Apple Butter: Preserved for Versatility

— By Laura Easter, Master Food Preserver Volunteer, University of Maine Cooperative Extension

Ahh, fall in Maine… the only thing better than the cool crisp air and the return of pumpkin spice everything is the apple harvest! And, there are so many different delicacies that one can preserve from the local apple harvest. Applesauce, apple pie filling, apple chutney, jellies, etc… But, the most underrated (in my humble opinion) of the apple harvest preserved treats is apple butter.

Apple butter can be made from any in season apple variety. My particular favorite to use in my own apple butter are Cortland apples. They are not overly sweet, which makes it easy to play with the flavor profile. I always use the research based recipe and canning instructions for apple butter from the National Center on Food Preservation.

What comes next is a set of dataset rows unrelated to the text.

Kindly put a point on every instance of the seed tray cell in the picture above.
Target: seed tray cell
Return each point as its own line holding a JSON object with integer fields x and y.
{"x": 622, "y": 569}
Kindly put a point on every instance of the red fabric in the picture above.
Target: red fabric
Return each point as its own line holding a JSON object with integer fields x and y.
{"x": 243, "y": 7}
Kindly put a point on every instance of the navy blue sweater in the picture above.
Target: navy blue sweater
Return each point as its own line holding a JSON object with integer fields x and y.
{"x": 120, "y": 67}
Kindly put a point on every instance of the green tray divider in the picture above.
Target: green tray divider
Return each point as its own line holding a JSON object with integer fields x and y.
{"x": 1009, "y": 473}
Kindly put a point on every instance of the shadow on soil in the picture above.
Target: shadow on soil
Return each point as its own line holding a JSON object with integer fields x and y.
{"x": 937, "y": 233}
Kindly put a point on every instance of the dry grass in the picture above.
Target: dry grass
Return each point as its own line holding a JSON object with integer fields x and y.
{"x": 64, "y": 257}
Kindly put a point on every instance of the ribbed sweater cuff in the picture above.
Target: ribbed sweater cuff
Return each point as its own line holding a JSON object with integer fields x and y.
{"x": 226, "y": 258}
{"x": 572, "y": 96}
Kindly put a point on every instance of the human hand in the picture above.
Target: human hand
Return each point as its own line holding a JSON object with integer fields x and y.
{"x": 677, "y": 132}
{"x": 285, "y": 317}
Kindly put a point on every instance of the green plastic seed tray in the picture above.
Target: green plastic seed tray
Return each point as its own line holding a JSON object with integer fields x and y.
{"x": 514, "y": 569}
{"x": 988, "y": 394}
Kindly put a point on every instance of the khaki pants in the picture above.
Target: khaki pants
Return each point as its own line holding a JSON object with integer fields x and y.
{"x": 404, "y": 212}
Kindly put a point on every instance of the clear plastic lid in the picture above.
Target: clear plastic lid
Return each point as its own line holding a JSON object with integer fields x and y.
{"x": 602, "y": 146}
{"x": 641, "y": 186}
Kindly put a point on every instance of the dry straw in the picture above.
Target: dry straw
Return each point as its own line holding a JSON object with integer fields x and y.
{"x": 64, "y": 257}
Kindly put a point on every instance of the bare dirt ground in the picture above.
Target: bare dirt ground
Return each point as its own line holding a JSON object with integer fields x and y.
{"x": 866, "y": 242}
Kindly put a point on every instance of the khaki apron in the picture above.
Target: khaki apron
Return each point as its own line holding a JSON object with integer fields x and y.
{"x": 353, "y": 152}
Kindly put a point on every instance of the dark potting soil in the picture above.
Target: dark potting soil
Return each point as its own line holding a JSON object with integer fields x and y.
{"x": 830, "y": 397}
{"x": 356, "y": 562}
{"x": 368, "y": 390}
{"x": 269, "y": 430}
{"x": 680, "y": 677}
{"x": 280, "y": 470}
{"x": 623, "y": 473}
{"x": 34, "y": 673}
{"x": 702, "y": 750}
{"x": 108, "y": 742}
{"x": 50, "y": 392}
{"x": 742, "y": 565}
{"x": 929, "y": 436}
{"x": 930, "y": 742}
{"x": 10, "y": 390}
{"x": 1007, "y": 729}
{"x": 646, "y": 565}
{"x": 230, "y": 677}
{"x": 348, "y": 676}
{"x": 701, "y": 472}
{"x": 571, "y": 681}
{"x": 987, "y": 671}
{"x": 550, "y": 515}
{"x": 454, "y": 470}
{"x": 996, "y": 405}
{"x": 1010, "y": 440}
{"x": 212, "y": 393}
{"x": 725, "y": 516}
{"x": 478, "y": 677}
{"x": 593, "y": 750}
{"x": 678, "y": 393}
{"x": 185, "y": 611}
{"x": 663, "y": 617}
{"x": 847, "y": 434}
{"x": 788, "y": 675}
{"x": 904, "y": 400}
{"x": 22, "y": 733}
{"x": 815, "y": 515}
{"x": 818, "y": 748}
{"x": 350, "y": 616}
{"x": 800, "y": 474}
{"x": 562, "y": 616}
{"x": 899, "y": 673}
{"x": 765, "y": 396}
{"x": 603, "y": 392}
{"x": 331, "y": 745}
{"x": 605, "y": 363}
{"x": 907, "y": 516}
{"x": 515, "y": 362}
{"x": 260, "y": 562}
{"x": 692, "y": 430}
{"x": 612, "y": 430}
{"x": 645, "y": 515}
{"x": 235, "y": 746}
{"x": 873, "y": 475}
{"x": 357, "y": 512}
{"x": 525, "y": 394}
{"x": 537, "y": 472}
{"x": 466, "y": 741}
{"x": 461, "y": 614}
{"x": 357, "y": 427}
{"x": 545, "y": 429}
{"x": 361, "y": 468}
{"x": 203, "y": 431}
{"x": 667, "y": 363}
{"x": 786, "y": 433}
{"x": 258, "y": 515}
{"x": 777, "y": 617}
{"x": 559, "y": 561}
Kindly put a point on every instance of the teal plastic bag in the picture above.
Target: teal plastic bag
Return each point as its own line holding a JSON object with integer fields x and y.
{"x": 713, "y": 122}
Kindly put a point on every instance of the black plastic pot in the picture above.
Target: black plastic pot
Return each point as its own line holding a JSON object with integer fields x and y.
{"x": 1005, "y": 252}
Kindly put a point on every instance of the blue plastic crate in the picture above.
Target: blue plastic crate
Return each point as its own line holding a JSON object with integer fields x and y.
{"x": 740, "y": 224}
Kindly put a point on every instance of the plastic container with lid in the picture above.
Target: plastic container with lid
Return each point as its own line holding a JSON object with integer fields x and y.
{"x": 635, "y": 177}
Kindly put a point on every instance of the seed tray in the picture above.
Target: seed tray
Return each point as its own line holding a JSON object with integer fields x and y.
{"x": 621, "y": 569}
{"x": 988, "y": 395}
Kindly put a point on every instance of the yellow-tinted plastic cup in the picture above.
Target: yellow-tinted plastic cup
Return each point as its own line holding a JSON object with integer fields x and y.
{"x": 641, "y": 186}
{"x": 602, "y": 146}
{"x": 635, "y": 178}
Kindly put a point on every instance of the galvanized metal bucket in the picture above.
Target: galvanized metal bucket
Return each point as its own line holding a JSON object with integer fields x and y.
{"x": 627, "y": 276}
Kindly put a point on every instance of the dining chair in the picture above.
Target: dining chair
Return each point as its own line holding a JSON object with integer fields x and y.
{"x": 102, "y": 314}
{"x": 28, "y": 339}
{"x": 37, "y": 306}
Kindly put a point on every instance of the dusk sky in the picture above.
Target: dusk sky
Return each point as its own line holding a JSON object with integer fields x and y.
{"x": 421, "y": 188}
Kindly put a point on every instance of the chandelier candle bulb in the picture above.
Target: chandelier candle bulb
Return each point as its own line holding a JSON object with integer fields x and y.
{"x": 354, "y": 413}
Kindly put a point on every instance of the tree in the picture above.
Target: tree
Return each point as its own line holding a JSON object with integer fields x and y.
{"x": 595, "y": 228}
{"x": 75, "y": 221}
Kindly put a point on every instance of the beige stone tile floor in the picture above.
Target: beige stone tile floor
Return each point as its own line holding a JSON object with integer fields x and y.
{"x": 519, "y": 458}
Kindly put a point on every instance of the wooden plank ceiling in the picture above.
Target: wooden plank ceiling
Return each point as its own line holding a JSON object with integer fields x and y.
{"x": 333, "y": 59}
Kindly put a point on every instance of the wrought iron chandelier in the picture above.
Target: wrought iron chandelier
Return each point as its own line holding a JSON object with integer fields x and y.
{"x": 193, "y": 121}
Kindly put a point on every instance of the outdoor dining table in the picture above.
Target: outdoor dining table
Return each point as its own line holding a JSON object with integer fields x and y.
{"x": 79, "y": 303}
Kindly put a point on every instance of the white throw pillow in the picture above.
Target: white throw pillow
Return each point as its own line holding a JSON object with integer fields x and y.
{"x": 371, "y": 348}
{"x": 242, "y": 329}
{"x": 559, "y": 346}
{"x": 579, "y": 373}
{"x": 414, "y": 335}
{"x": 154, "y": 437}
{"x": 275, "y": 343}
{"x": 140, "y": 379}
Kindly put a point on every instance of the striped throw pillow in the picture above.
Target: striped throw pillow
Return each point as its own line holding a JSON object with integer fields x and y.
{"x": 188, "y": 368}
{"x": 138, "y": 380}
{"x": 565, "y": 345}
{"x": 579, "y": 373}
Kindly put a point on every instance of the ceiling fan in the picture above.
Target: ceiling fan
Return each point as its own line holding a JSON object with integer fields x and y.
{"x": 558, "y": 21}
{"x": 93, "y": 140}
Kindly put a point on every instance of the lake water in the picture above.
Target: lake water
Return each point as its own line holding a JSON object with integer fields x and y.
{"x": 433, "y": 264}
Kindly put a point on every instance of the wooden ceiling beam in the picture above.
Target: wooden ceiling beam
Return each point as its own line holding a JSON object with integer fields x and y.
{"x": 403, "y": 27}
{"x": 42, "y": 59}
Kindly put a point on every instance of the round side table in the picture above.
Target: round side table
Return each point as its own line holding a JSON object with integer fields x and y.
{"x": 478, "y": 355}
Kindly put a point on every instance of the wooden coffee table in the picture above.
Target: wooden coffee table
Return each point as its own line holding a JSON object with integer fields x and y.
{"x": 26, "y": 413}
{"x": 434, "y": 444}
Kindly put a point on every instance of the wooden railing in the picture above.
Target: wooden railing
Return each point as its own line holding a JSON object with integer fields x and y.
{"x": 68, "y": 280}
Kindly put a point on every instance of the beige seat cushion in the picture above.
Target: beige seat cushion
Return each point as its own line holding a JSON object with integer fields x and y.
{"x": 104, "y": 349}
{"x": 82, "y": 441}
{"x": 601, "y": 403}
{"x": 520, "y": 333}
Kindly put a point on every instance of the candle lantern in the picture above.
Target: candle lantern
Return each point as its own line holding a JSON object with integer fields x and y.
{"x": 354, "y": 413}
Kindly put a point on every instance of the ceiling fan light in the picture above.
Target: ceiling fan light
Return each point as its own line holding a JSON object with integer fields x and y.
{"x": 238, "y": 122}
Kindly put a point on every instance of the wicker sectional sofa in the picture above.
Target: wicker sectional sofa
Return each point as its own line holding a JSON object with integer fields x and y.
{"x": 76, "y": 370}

Sometimes I like to add a bit more cinnamon and maybe even a little ground ginger to my apple butter to give it a little more “kick” of flavor. Adding small amounts of dried spices to apple butter does not affect the acidity of the final product, so it remains safe to can and eat.

Apple butter is extremely versatile due to its flavor profile and thick texture. After canning up a batch, you can set some jars aside for the holiday baking days ahead in anticipation of adding it to your breads, cookies, cakes, or pies. Looking for some new ways to flavor your pork? Add some apple butter to that pork loin! Needing a new sweet appetizer for that next holiday get together? Add your apple butter to a block of cream cheese, add in 1/2 cup of Greek yogurt. Blend until smooth. Then, voila! A scrumptious dip for a fruit platter.

On a busy workday morning, I’ll use apple butter as a delicious topper for English muffins, pancakes, and waffles—or (my personal favorite) topping French vanilla ice cream with a spoonful of apple butter. It gives me all the fresh baked apple pie taste without all the work and clean up.